Nightmare Hour
- Author: R. L. Stine
- Language: English
- Genre: Horror fiction, Children's literature
- Published: August 1999
- Publisher: HarperCollins
- Publication place: United States
- Media type: Print (Paperback and Hardcover)
- Pages: 148
- ISBN: 0-06-028688-1

= Nightmare Hour =

Book by R.L. Stine

Nightmare Hour is a 1999 children's horror short stories collection by R. L. Stine. It is composed of 10 different short stories and was a New York Times bestseller from the year 1999 to 2000.

All but "Make Me a Witch" were made into episodes of The Haunting Hour television series.
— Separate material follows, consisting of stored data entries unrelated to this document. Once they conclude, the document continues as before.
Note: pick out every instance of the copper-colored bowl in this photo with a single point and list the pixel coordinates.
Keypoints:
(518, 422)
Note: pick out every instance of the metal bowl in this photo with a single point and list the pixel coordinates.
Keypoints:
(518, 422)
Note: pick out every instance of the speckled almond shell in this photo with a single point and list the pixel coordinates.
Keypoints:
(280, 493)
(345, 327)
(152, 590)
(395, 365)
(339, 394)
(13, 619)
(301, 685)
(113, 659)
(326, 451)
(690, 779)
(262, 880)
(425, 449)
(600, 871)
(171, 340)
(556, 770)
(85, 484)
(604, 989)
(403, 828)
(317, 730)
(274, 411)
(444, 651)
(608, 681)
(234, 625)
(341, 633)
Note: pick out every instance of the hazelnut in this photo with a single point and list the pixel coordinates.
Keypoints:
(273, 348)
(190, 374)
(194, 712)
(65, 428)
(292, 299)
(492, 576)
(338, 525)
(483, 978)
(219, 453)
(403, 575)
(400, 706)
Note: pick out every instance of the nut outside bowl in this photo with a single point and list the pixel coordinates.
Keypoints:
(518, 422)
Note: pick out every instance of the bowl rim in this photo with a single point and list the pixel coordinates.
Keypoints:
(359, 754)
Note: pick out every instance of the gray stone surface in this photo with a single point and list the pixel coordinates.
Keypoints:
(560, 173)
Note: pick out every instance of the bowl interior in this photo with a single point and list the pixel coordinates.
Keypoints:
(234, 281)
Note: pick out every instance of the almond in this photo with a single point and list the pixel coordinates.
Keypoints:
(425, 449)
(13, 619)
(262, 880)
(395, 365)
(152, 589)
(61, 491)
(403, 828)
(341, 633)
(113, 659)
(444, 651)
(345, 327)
However, "Make Me a Witch" is similar to the "Intruders" episode.

==Stories==
- "Pumpkinhead"
- "Alien Candy"
- "The Most Evil Sorcerer"
- "Nightmare Inn"
- "I'm Not Martin"
- "The Black Mask"
- "Afraid of Clowns"
- "The Dead Body"
- "Make Me A Witch"
- "The Ghostly Stare"

==Reception==
Nightmare Hour was on the New York Times bestseller list from 1999 to 2000 and was awarded the Disney Adventures Kids' Choice Award for Best Horror/Mystery Book.

Sofrina Hinton from Kidsreads said "with its lavish illustrations and clever, direct storytelling and themes that speak to every one of us, NIGHTMARE HOUR is a worthy read for horror fans of any age". Maria Dolan from Amazon commented that "these are tales you'll be too scared to put down". Molly S. Kinney from the Library Journal stated "it's guaranteed to produce goosebumps".